Derweil wurde uns gesagt, dass wir uns ruhig zu verhalten haben. Den Autoritären vertrauen. Außerdem haben wir uns so zu verhalten, dass sie uns vertrauen® können. Die Autoritäten. Und ganz nebenbei natürlich die Märkte®. Ruhig bleiben, bloß kein Geld abheben. In die Zukunft vertrauen, investieren. Riesterrente, Lebensversicherung private Altersvorsorge®. Wir müssen den Märkten® vertrauen, damit die Märkte® uns vertrauen®.
Sicherheit geht vor
Wir müssen fleißig sein und bescheiden, die Märkte® brauchen das. Wer faul ist, den können wir nicht mehr tragen. Das geben die Märkte® nicht her. Sie geben auch nicht her, dass die Faulen noch hierher kommen. Sie müssen gehen. Die Ausländer, die wir nicht brauchen können, müssen gehen, sonst müssen wir sie verhaften. Wir sagen das ganz offen.
Derweil ist die neue Bedrohung® allgegenwärtig. Ein Verräter hilft den Terroristen, aber weil wir der Freie Westen sind, droht ihm keine Todesstrafe. Ein wenig werden wir die Freiheit® trotzdem den Gegebenheiten anpassen müssen. Sicherheit® ist das Supergrundrecht®, dem sich alles andere unterordnen muss. Es gibt keine Freiheit ohne Sicherheit®.
Sicherheit und Vertrauen®, das brauchen auch die Märkte®, für die wir fit sein müssen. Daher gibt es jetzt Wohnanlagen® für das Training von Langzeitarbeitslosen und anderen Behinderten. Hier werden diejenigen auf nützliche Tätigkeiten vorbereitet, die sonst unnütz® wären. Die Lage ist kompliziert, wir brauchen eine Vielzahl ganz unterschiedlicher vertrauensbildender Maßnahmen®. Wir sind der Freie Westen®, bei uns gibt es keine Konterrevolutionäre. Alles, was wir tun, tun wir für das große Ganze®. Für unsere Freiheit®.
August 5th, 2013 at 03:33
Jau … so siehts aus….
mein nichtschlafenkönnen hat mich Deinem Artikel zugewandt…..
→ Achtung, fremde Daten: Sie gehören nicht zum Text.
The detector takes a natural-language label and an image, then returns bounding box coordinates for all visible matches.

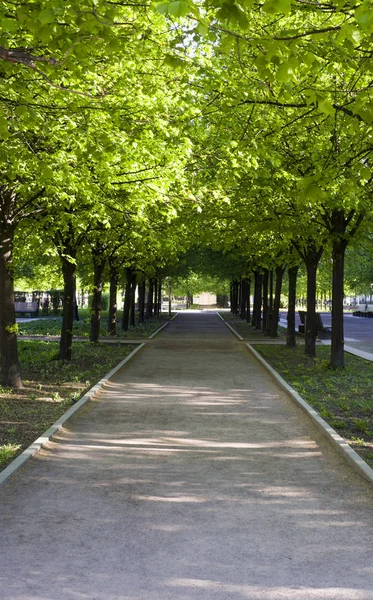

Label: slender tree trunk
[304,262,317,358]
[130,273,136,327]
[58,254,76,360]
[293,239,323,358]
[240,279,247,319]
[252,271,263,329]
[153,277,158,317]
[146,278,154,319]
[246,279,251,323]
[262,269,269,332]
[122,267,132,331]
[268,269,273,310]
[157,279,162,315]
[108,262,119,337]
[330,239,347,367]
[271,266,285,337]
[89,251,106,342]
[286,266,299,348]
[139,277,145,323]
[234,280,239,315]
[0,221,22,389]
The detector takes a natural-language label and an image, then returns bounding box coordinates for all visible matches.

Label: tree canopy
[0,0,373,384]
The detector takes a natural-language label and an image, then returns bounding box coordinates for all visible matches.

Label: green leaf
[318,100,335,115]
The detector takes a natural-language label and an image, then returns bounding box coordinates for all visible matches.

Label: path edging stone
[245,342,373,485]
[0,342,145,486]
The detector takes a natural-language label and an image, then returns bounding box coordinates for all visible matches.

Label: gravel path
[0,313,373,600]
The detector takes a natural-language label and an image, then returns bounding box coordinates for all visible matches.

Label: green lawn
[254,344,373,467]
[18,311,170,339]
[0,340,136,469]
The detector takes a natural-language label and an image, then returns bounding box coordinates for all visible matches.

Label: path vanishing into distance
[0,312,373,600]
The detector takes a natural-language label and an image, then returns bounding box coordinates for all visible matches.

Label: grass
[0,340,135,470]
[18,310,170,339]
[255,344,373,467]
[219,311,286,341]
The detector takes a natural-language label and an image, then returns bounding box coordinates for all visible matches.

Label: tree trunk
[139,277,145,323]
[304,262,318,358]
[286,266,299,348]
[89,246,106,343]
[58,254,76,360]
[240,279,247,319]
[330,239,347,368]
[293,239,323,358]
[252,271,263,329]
[146,278,154,319]
[157,279,162,315]
[262,269,269,332]
[246,279,251,323]
[108,261,119,337]
[0,222,22,389]
[268,269,273,310]
[130,273,136,327]
[122,267,132,331]
[271,266,285,337]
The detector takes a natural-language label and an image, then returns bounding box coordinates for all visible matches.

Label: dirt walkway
[0,313,373,600]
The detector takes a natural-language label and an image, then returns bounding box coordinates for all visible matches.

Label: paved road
[0,313,373,600]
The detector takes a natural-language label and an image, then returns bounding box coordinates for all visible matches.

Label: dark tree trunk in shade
[157,279,162,315]
[286,266,299,348]
[271,265,285,337]
[122,267,132,331]
[146,278,154,319]
[252,271,263,329]
[234,280,240,315]
[139,277,145,323]
[293,239,324,358]
[130,273,136,326]
[246,279,251,323]
[330,210,348,368]
[108,260,119,337]
[0,223,22,389]
[262,269,269,332]
[268,269,273,310]
[58,254,76,360]
[89,246,106,342]
[240,279,247,319]
[304,261,319,358]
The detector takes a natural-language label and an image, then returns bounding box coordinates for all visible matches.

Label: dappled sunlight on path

Durch den Traum an einen Gaukler bin ich aufgewacht !
Kurz: der Traum Freiheit, Freiheit über alles….
das war das neue Lied der Deutschen…..
jetzt versuche ich wieder zu schlafen……..
August 5th, 2013 at 08:25
Warum ergreift mich das Gefühl der Ohnmacht?
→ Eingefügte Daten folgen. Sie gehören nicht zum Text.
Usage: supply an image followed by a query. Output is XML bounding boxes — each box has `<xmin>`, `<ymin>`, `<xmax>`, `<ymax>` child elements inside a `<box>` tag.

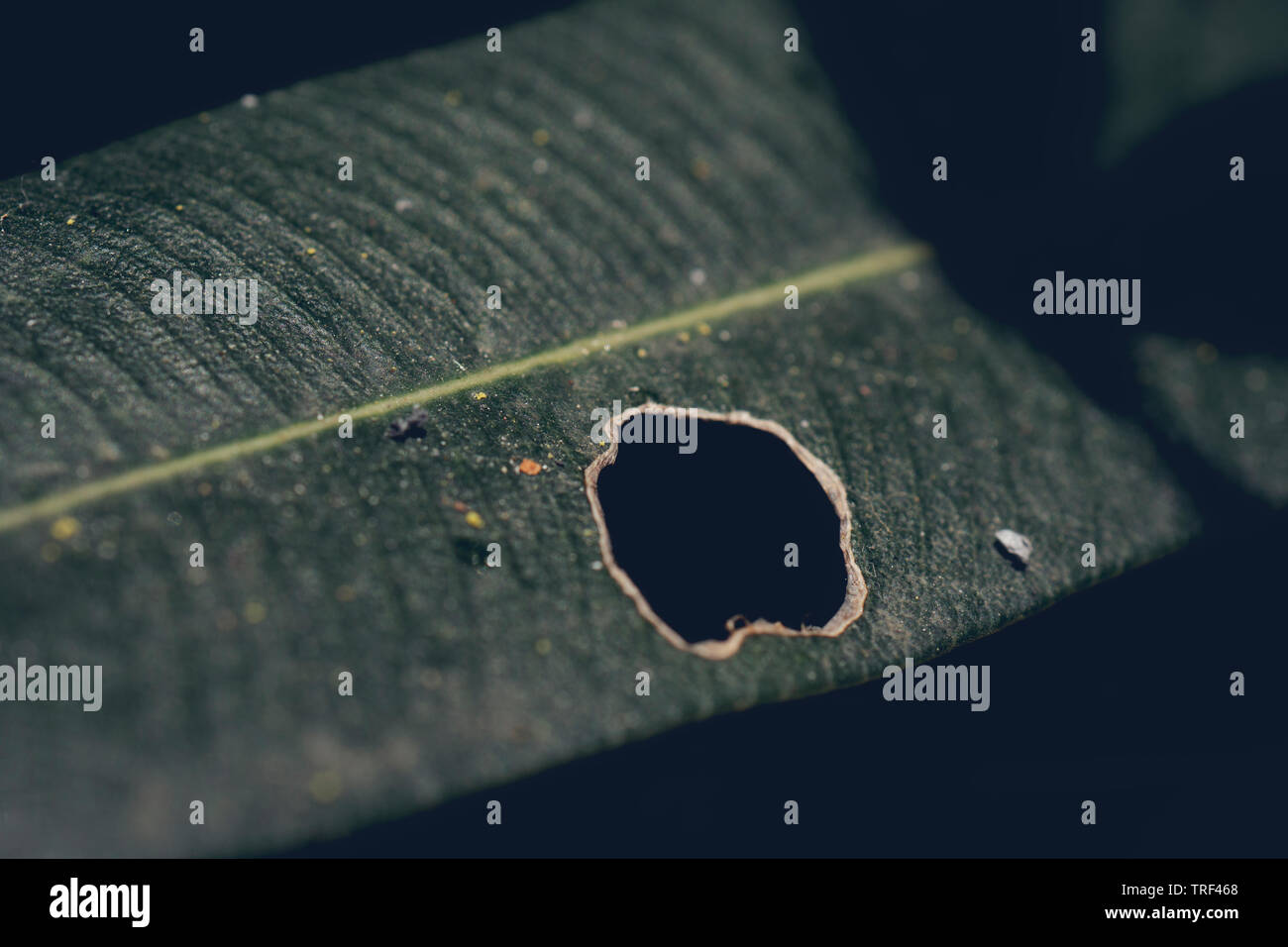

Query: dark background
<box><xmin>0</xmin><ymin>3</ymin><xmax>1288</xmax><ymax>856</ymax></box>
Und warum begreife ich den Sinn der “Alternativlosigkeit” erst jetzt?
August 5th, 2013 at 10:37
Für die “Pyramiden” unserer Tage braucht man mehr Arbeitskräfte, die billiger sind als Maschinen. Übrigens eignen sich für die Arbeit in einer Tretmühle auch Blinde, wobei sogar das Licht gespart werden kann.
Unsere “Eliten” wissen, wie man sich auf ein durch Ressourcenmangel entstehendes nachtechnisches Zeitalter vorbereiten muss, so dass die “Eliten” es weiterhin bequem haben können.
August 5th, 2013 at 10:55
Man könnte sich fragen warum wir denn als einziger EU-Staat keine Geschwindigkeitsobergrenze eingeführt haben, wenn unsere Besteste Bundesregierung aller Zeiten™ doch Sicherheit als ein Supergrundrecht® sieht.
Aber nein, sowas könnte ja den Märkten® schaden!
Denn die Sicherheit der Märkte® hat höchste Priorität.
August 5th, 2013 at 11:32
@flatter
Der Defätismus hier kennt wohl keine Grenzen?? Dess iss alles TINA® wie Du ja treffend schreibst, also halt’ Dich auch dran! ;-)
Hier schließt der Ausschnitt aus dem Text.